Deep learning is where the most advanced features of embedded processors, like the AM69A, shine. For the mobile robot to accomplish all of the functions necessary for dynamic movement, the processor must integrate the sophisticated hardware and complex software discussed earlier. To store and manipulate incoming data from many sources demands fast processing, sufficient storage, and multiple layers of neural networks. That’s the only way to ensure safe, precise, and agile ongoing operations in real-time applications.

Safety First

At some level, all robotic solutions—hospitals, assembly lines, warehouses, transportation, environment, etc.—safety is a priority. While safety is a basic component of the hardware, advanced applications often require additional data to fully realize the required safety standards and certifications.

TI is keenly aware of this and has a vast array of safety resources. The Jacinto Functional Safety Enablers resource is packed full of safety diagnostic software, compiler qualification kits, third-party operating systems, development tools, and additional functional-safety documentation to aid in system-level certification.

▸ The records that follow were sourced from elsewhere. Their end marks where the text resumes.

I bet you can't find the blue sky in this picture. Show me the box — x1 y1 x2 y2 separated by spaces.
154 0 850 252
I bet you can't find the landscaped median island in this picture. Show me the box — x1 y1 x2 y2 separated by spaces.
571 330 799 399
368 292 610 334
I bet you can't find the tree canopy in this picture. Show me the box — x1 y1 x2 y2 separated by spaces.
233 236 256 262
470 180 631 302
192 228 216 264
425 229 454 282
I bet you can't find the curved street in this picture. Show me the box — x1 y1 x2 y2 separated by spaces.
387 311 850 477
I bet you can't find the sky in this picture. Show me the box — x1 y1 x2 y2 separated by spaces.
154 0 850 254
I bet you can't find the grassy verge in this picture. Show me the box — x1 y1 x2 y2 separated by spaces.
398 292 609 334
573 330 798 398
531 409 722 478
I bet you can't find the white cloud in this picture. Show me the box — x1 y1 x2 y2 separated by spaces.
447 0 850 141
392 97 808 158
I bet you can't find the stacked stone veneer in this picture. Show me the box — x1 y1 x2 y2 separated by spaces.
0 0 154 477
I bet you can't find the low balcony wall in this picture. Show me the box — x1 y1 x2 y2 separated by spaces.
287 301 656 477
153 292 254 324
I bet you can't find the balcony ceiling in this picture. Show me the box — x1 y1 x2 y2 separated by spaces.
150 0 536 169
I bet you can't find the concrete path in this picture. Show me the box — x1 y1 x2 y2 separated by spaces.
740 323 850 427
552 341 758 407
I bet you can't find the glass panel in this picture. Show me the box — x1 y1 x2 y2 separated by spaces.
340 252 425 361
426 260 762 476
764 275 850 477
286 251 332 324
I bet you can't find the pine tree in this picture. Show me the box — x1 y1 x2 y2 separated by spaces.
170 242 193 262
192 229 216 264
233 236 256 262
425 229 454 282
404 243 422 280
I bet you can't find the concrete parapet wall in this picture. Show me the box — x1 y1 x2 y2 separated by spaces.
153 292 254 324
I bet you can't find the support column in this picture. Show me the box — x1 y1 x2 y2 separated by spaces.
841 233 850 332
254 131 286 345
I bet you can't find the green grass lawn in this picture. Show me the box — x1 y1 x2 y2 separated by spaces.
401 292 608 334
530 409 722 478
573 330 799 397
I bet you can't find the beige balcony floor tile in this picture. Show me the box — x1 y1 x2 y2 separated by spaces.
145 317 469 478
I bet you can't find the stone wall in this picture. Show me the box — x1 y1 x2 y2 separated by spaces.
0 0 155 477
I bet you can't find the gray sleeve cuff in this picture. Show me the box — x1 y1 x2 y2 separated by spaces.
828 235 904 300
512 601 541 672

Autonomous Robot Applications

So, how do these hardware and technical advances along with integrated functions translate into today’s robotics? They give autonomous robots the capability to expand across a wide array of segments in so many industries. These include logistics, e-commerce, warehousing, data centers, healthcare, biotech, R&D, and manufacturing. And this just scratches the surface. Within these and others, there are innumerable additional use cases. Many are in their infancy and primed for the intelligent robot revolution.

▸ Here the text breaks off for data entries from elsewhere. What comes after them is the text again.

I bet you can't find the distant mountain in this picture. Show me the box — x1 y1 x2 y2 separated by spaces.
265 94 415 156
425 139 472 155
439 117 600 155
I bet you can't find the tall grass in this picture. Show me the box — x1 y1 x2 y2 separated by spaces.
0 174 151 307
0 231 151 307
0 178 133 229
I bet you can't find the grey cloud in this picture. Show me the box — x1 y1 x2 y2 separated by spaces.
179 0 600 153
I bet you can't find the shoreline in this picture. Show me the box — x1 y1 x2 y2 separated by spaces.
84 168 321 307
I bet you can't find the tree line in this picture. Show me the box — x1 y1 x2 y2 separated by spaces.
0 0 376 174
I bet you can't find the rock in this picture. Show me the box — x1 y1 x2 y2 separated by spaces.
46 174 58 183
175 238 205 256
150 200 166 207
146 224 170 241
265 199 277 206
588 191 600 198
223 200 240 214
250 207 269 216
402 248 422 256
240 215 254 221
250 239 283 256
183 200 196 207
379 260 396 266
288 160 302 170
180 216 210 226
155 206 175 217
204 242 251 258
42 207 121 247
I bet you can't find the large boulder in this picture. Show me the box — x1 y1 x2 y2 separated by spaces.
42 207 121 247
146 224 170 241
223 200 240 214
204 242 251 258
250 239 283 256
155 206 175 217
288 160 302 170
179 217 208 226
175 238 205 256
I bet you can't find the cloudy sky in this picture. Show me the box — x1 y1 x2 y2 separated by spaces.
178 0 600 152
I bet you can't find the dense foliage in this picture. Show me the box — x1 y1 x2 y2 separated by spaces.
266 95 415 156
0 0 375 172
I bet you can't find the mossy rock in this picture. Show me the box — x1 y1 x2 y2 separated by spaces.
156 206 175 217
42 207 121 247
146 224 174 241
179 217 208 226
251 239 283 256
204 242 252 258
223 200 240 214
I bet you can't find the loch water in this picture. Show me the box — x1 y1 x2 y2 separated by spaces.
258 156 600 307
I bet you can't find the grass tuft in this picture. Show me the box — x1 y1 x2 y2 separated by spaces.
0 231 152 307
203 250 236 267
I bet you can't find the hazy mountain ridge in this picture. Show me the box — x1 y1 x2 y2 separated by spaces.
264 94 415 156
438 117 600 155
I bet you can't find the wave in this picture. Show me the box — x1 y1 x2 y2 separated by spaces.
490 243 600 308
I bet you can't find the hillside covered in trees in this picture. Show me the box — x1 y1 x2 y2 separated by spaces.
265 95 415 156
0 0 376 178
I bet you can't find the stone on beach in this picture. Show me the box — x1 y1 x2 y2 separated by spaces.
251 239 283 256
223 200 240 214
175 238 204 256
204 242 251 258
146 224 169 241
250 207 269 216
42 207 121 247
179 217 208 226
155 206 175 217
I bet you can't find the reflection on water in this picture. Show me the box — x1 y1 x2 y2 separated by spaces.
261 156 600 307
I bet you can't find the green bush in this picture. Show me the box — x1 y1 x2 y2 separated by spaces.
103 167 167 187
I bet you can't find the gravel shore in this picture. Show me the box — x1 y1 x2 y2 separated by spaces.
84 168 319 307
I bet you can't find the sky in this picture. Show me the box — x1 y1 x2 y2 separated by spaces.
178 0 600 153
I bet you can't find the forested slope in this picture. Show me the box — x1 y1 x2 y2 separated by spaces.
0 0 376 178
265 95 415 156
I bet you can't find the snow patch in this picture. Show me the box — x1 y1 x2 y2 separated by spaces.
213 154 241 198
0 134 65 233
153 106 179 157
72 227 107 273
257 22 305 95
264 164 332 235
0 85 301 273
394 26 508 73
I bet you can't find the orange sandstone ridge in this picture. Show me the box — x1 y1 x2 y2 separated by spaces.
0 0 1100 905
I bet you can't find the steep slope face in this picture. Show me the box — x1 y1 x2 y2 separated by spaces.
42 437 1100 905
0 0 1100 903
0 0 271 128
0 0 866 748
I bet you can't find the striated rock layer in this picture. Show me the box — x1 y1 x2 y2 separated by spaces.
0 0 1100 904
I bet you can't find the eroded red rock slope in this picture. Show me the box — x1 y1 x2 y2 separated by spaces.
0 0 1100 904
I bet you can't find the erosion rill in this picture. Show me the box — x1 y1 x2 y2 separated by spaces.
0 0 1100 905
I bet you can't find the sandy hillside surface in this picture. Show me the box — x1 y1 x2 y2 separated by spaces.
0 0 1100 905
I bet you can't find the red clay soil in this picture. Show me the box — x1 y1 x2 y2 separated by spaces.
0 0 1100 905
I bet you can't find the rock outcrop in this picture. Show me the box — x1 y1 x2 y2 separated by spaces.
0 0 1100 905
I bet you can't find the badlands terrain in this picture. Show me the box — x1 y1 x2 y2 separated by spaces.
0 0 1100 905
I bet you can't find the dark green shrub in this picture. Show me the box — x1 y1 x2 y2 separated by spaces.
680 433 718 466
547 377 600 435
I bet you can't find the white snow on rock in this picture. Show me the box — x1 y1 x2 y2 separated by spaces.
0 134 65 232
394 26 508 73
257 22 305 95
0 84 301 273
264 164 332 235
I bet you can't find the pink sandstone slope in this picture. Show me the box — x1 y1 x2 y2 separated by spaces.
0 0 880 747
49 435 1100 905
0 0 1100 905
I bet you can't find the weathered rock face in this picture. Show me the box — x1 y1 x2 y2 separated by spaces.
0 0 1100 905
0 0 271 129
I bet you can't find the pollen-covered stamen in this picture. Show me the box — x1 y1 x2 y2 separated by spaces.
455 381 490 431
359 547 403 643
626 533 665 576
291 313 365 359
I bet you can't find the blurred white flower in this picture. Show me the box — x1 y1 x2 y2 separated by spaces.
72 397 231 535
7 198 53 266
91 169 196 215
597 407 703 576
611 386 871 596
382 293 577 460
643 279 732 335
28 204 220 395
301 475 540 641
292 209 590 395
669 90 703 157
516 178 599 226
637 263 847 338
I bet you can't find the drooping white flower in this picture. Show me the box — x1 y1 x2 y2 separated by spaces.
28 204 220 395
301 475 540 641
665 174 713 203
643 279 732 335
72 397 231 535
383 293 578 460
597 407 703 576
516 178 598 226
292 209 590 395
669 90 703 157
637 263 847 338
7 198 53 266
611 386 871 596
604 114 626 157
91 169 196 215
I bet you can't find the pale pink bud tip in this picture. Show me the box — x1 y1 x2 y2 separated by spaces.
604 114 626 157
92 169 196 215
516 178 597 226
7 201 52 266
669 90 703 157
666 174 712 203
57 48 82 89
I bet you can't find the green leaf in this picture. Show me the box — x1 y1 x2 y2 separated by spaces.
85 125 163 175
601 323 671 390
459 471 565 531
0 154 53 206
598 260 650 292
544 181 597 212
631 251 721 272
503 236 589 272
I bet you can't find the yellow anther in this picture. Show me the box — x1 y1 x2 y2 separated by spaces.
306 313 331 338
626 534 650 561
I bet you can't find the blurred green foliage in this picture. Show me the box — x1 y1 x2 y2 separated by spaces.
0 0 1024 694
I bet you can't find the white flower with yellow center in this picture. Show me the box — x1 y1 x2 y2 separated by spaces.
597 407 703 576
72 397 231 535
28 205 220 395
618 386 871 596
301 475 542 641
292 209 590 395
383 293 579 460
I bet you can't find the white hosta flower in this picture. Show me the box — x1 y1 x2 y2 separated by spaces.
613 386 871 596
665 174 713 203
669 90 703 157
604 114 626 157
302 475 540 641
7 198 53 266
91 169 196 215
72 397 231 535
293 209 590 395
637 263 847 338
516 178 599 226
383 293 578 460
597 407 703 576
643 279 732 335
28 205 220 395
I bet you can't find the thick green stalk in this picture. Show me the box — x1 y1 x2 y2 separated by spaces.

For example, in healthcare, data centers, biotech, and R&D, one will find autonomous robots transporting secure material, delivering medical supplies, and working in hazardous environments. In e-commerce, robots perform order fulfillment, return handling, material sorting, and inventory management. Warehousing robots can be found moving items and taking inventory. Industrial tasks for such robots range from simple assembly operations to complex manufacturing processes like welding, inspections, imprinting, material handling, parts sorting, and more.

While some of this is rather basic, as the functions become more sophisticated, autonomous robots become quite complex. Many of these tasks require advanced embedded systems to identify, catalog, and analyze constantly changing sensor data. And some of this needs to be done simultaneously while safely navigating both static and moving obstacles in often changing environments, and on the fly.


The evolution of sophisticated mobile robots will continue to demand faster, smarter, more integrated components. At the heart of these systems will be the embedded processor. As they advance to SoCs, the future of the processor will involve the continued maturation and integration of AI, advanced technologies, and intelligent sensors, becoming the go-to device for generations of mobile robots.